Anasayfa
Gıda Fiyatlarındaki Spekülasyon Kimin İşine Yarıyor
Çarşamba, 05 Eylül 2012 09:10

Bugünlerde, kimi gazeteler “Gıda Krizi Kapıda!” başlıklarından geçilmiyor. Birleşmiş Milletler Gıda ve Tarım Örgütü, gıda krizinin kuraklığa bağlı olarak çıkabileceği endişesini belirtiyor. Ünlü emtia yatırımcısı diye gazetelerde boy atan Jim Rogers adındaki kişi de  “Aç Kalacağız! “diyor ve yükselen fiyatlardan yararlanmak için yatırımların tarım şirketlerinden ziyade, borsa yatırım fonlarını tercih etmelerini ve kendi gıda emtia indeksinin 1998 yılından bu yana yüzde 250 prim yaptığını da belirtiyor.

Bir başka deyişle, açık olmamakla birlikte, yaratılan gıda krizini bahane ederek gıda spekülasyonundan çıkar sağlanabileceğini söylüyor. (21Temmuz 2012 tarihli Cumhuriyet ve Hürriyet Gazeteleri).Buna karşılık görüşlerine başvurulan uzmanlar Burcu Taner’in haberine göre ise bakınız neler söylemişler (23 Temmuz 2012 Hürriyet Ege)

 

GIDA TEKELLERİNİN OYUNU

Ziraat Mühendisleri Odası İzmir Şube Başkanı Ferdan Çiftçi, gıda fiyatlarındaki hiçbir artışın üreticiye faydasının dokunmadığını, uluslararası tekellerin oyununa dönüşmüş fiyat belirleme işlerinin tüketiciye de zarar verdiğini ifade etmiş. ABD gibi ülkelerin gıda rakamları konusunda şeffaf olmadığını, bu yüzden de belli verilere göre değerlendirme yapamadığını dile getiren Çiftçi, “Türkiye’de önümüzdeki yıl kuraklık olacak diye bir veri yok. Bu, spekülasyona dönük olabilir”.demiş. Sonuçta küreselleşme koşullarında üreticinin her halükarda asla kazanmadığını belirten Çiftçi,” Bu oyunda kaybeden hep üretici oluyor. Son bir haftadır sahada dolaşıyorum. Ege’de zararın çoğu aşırı yağışlardan. Kuraklık söylentileri yapanlar bunu nasıl açıklayacaklar? Mısır üretimi düşüyor deniyor ama ülkemizde bölgesel olarak arttığını görüyoruz. Şeytanın avukatlığını yapmak gerekirse daha ileri vadede GDO üretimini meşrulaştırmak için bunun yapıldığını tahmin ediyorum” demiş.

İzmir Ticaret Borsası Başkan Yardımcısı Barış Kocagöz, “Bu kış yağışlar yeterli.
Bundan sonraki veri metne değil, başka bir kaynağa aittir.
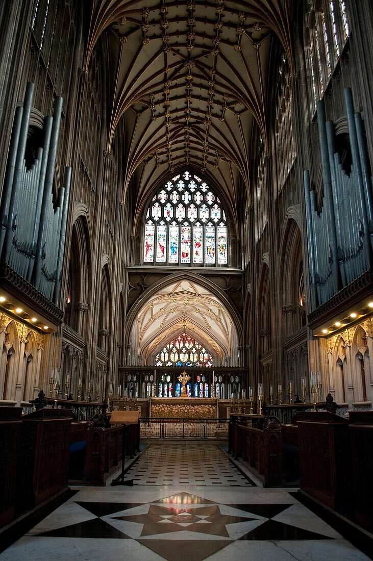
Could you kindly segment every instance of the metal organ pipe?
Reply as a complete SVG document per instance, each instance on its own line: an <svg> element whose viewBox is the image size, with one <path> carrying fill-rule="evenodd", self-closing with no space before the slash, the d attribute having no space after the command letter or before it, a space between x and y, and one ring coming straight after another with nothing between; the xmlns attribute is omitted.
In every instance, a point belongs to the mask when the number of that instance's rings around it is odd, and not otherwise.
<svg viewBox="0 0 373 561"><path fill-rule="evenodd" d="M354 113L349 88L344 95L352 155L349 175L335 151L334 126L325 121L324 102L317 104L324 189L320 214L308 172L304 172L310 269L317 296L314 309L335 294L340 283L346 286L367 270L371 262L373 180L361 115Z"/></svg>
<svg viewBox="0 0 373 561"><path fill-rule="evenodd" d="M24 107L15 112L0 204L0 251L3 263L57 303L71 170L66 168L63 185L58 189L57 201L54 201L62 98L56 100L53 117L44 118L43 146L35 148L35 159L27 169L25 154L34 89L33 84L27 84Z"/></svg>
Buğday hasadı da yeni bitti. Şu anda stoklarla ilgili bir sıkıntı yok. Mısır da zaten sulanabilen arazilerde yapılıyor. Pamuk da aynı. O haberlerde bahsedilen çoğu yer ABD’de doğanın kendi imkanlarıyla suladığı ürün yetiştirmesi yapılan yerler.” demiş.

Çiftçi Sendikası Başkanı Abdullah Aysu ise “… temel gıda maddelerinin Dünya Ticaret Örgütü eliyle borsalarda ticarete konu edilmesi sonucu sayısı 10’u geçmeyen gıda tekelleri, istediği zaman spekülasyon yaratarak fiyatları yükseltmeye başladı. Gıdada istikrar için önce temel gıda maddeleri borsalardan çıkarılmalı” diye konuşmuş.

GIDA PİYASASI KİMİN DENETİMİNDE?

Kapitalist ülkelerde gıda piyasası çok az sayıda gıda tekellerinin denetiminde. Türkiye’de de gıda sanayisinde şirket birleşmeleri ve satın almalarla birlikte yabancılaşma ve tekelleşme egemen bir durum aldı. Bu sektörde durum ne? Birkaç örnek verelim;

●Süt ürünleri piyasasını yedi büyük şirket denetliyor. Sektörde Pınar, Ülker ve Danone en büyükleri. Daha sonra SEK, Yörsan ve Dimes geliyor.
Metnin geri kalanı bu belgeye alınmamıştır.